Currently working on the sequel, Good Girls, which follows the aftermath of the previous novel while also introducing Rebecca, an orphan and foster child who’s working in a college Crisis Center and manages to attract the Whistler’s attention as he’s feeling blue. This isn’t going very well for her friends right now. Both books have really strong characterization and although they do contain some pretty grisly bits (vampires, after all), it’s more about the horror of the monstrous existence and losing friends and loved ones than shock or gore.

[quote=“Tin_Wisdom, post:10, topic:127829”]

We Are Legion (We Are Bob)[/quote]

Yeah, nice little gem there. Granted, lately I’ve been wading through a ton of crappy self-published books that aren’t even worth mentioning, so perhaps my bar is descending, but I had the same reaction.

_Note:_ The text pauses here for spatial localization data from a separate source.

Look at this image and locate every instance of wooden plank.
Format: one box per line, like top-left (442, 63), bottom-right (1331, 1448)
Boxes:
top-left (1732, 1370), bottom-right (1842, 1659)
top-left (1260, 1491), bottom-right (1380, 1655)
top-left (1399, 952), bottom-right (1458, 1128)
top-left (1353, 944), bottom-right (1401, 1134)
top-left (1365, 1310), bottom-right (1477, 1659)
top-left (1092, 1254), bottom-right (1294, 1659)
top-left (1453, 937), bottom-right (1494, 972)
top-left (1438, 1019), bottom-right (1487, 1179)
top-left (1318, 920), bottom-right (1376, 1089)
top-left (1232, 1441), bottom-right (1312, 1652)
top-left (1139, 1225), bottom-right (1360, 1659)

Edit: Halfway through Cibola Burn. It’s fine. Most of my interest in the book series kind of evaporated after reading book 1 and then watching the first SyFy series season, but it’s still decent stuff if you avoid trying to compare it to the show/previous books.

I just wanted to write down somewhere that I started Infinite Jest by David Foster Wallace on about the 1st of January 2017. About 400 pages in now. It was only after around 200 pages that I started to think about it alot even when not reading it. Even though I am not even half way I am starting to think it might be the best thing I have read that was published after, say, 1961 (Catch-22 was published that year)?

I can’t recommend this book highly enough to any fan of science fiction. Everyone I’ve given it to has loved it.

Reading The Skill of Our Hands by Steven Brust and Skyler White. Sequel to The Incrementalists. Go out and buy it, or both of them if you haven’t read the first one.

Full disclosure: I got to read an early draft, and a character of mine has been Tuckerized in the novel, but it really is good stuff. If only there were Incrementalists around for this last election…

Finished Hex. It was one of the better horror books I have read in a couple of years. It certainly wasn’t afraid to go “there” when it needed to. Kudos to the author.

So it took me a while to go through Cibola Burn because it was…alright. Nemesis Games, however? Holy shit, I can’t put it down. I didn’t realize how much CB didn’t really resonate with me as much as earlier novels until I began reading NG, which is a total return to form for the series. Y’all, again, were right. While CB wasn’t baaaaaaad, per se, it wasn’t amazing. NG is amazing.

Finished it last week. I haven’t read a book structured this way before, where it’s just joke after joke. The narrative serves as a scaffolding to get to the next punchline. Maybe a good comparison would be something like John Dies at the End, but JDatE doesn’t really match how concentrated the humor is throughout the book. I suppose that’s the Simpson’s pedigree in action.

Anyways, it was a quite funny read. I’m sure I’ll continue the saga of Detective Frank Burly at some point.

Finished The Dead Tracks, the second David Raker mystery. He is essentially an English Private Eye, a “missing persons’ investigator”.